This book is like nothing you’ve ever read before, exploiting the comic potential of an encounter that is beyond most people’s wildest imaginings: between Stan Laurel and Thomas Aquinas.
Markus Orths’ extraordinary and entertaining novel juxtaposes a twentiethcentury personality with a figure from the thirteenth century, resulting in a meditation on the struggle to find meaning in a post-God world. Stan Laurel finds himself in a pitch-black tunnel with no way out. After a while, he encounters Thomas Aquinas in the same tunnel. They ponder how and why they have ended up there and walk around trying to find the exit, as they discuss philosophy, encounter objects and holes and reach some interesting conclusions. Aquinas uses reasoning to work out why they are in the tunnel, concluding that the space-time continuum has been broken and that Stan’s last memory of lying in a hospital bed means he has probably died. After some time, Stan decides that he must be right, and that the reason Aquinas is with him is that he was reading a biography of the saint in hospital.

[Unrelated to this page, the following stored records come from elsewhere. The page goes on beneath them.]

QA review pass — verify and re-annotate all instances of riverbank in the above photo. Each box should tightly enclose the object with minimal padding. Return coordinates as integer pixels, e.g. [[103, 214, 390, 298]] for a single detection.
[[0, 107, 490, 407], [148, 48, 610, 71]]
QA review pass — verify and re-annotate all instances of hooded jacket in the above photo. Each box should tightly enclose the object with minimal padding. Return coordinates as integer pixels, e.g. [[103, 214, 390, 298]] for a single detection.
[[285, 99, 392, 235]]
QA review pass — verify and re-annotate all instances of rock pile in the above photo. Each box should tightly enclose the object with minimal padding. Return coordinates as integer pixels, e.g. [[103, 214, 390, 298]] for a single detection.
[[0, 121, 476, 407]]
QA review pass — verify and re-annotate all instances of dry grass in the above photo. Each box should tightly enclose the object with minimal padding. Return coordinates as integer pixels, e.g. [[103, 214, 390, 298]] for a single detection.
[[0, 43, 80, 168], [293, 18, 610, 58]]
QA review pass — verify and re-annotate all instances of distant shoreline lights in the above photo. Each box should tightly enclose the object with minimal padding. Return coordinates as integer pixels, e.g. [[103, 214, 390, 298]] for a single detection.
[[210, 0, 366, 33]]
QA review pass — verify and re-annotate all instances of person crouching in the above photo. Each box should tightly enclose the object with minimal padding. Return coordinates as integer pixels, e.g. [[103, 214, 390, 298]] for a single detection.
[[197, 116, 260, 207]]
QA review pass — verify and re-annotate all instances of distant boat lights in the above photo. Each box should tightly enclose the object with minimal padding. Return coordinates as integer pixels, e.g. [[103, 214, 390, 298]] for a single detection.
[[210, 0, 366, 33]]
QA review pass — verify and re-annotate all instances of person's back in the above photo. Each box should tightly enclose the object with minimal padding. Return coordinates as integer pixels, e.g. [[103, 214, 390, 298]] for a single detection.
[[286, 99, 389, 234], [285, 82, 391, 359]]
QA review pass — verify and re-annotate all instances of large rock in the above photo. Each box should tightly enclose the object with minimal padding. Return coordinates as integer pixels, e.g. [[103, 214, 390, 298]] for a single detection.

Picnic in the Dark is full of physical comedy, as well as details of Laurel and Hardy film plots and reflections on death, the function of laughter and the problems of a godless world. There is an unexpected and satisfying ending when the pair reach the end of the tunnel, guided by Stan’s ‘magic lighter thumb’ known to fans of his films, only to find that the tunnel opens onto more darkness, space and emptiness. Having said to Thomas Aquinas that he would prefer to risk everything and leap into the unknown to find out if there is an afterlife, Stan is then pushed by Thomas Aquinas into the void. This brings new relevance to all the questions set up during the pair’s discussions in the tunnel, particularly a discussion on how the body needs to experience something physically for the mind to understand. Thomas Aquinas then returns to the thirteenth century and laughs for the first time since he was five, having learned from Stan that this is another way of facing life.
Orths’ writing offers impressive insight into the emotional lives of both figures and demonstrates superb comic timing. Picnic in the Dark is a gem of a book, both easy to read and inspirational.